والأولى بالمرأة في غسلها قريباتها وأولاهن ذات محرمية وبعد القريبات ذات ولاء فأجنبية فزوج فرجال محارم


Artinya: “Yang lebih utama memandikan jenazah perempuan adalah kerabat perempuannya. Lebih utamanya lagi adalah kerabat yang memiliki hubungan mahram.
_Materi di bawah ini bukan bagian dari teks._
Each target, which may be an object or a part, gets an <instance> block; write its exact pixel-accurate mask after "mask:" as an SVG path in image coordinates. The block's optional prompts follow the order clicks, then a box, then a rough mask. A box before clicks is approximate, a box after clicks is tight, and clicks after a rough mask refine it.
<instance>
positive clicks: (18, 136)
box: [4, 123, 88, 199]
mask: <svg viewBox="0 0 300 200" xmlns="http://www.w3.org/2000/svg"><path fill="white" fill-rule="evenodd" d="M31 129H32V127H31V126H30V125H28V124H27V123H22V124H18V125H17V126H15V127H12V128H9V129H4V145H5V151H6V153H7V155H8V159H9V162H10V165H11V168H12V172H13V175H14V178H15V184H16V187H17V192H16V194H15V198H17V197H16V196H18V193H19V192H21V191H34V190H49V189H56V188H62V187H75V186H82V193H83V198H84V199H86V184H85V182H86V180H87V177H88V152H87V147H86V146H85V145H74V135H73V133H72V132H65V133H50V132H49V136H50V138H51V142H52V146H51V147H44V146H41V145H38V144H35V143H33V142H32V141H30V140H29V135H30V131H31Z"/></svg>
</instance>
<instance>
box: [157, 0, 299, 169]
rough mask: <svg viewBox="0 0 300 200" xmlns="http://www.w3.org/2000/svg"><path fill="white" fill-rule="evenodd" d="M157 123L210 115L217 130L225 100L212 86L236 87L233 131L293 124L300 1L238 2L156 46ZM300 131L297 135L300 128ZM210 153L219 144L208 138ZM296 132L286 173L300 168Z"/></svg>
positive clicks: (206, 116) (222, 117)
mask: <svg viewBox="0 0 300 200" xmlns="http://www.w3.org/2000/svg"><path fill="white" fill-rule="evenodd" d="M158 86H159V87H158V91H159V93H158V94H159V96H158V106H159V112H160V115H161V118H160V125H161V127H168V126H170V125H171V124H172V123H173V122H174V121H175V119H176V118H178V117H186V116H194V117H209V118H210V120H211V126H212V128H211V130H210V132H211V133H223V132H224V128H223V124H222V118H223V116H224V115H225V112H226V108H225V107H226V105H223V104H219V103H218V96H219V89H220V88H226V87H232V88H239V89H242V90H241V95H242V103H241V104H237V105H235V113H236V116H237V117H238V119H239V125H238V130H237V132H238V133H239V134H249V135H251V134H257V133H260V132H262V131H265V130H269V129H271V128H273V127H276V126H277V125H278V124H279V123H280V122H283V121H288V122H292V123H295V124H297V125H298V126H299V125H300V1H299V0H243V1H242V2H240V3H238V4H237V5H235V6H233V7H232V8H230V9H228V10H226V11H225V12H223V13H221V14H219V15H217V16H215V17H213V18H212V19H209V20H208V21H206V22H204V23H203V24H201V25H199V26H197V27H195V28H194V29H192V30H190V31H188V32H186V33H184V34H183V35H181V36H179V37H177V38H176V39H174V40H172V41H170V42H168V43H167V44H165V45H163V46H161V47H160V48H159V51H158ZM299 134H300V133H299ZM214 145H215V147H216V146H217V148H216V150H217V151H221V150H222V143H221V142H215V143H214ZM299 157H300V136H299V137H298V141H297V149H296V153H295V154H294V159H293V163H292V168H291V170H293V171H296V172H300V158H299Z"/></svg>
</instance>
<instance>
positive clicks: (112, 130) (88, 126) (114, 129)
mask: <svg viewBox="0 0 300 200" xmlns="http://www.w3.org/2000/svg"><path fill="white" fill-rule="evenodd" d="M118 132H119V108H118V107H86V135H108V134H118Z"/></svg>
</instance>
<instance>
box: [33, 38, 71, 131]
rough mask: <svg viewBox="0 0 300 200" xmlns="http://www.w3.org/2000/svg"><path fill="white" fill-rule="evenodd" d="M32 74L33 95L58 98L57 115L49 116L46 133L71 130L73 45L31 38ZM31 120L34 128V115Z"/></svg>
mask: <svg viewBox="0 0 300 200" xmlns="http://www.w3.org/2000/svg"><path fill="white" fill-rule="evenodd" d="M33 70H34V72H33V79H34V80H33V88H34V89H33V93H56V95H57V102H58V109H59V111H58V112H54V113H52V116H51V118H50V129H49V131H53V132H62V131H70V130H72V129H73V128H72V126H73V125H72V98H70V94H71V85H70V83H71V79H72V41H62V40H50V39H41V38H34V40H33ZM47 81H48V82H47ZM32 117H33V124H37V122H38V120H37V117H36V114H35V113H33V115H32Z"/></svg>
Setelah perempuan kerabat (tidak ada) maka perempuan yang memiliki hubungan dekat, kemudian perempuan lain (bukan mahram), kemudian suami, kemudian laki-laki yang memiliki hubungan mahram.” (Lihat Syekh Nawawi: 95).


Walhasil, yang lebih utama mengurus jenazah perempuan adalah kerabat perempuan (saudara), lebih utamanya adalah kerabat marham. Jika tidak ada, maka perempuan yang memiliki hubungan dekat. Jika tidak ada, maka perempuan lain yang bukan mahram. Jika tidak ada juga, maka suami diperbolehkan memandikan. Kemudian jika tidak ada, maka laki-laki yang masih memiliki hubungan mahram.


Selanjutnya, jika dalam kondisi tertentu, tidak ada yang memandikan jenazah perempuan kecuali laki-laki, maka sebaiknya jenazah tersebut tidak dimandikan dan sebagai penggantinya cukup ditayamumi saja.


Jika dalam kondisi darurat, laki-laki non-mahram harus memindahkan jenazah perempuan, maka sebaiknya dilakukan dengan menggunakan kain penghalang agar tidak bersentuhan langsung dengan kulit jenazah. Bukan karena akan membatalkan wudhu si jenazah, tetapi lebih kepada kehormatan si jenazah, adab orang hidup terhadap orang meninggal, dan dosa melihat aurat walaupun dari orang yang sudah meninggal. Wallahu alam.


Ustadz Tatam Wijaya, alumnus Pondok Pesantren Raudhatul Hafizhiyyah Sukaraja-Sukabumi, Pengasuh Majelis Taklim “Syubbanul Muttaqin” Sukanagara-Cianjur, Jawa Barat.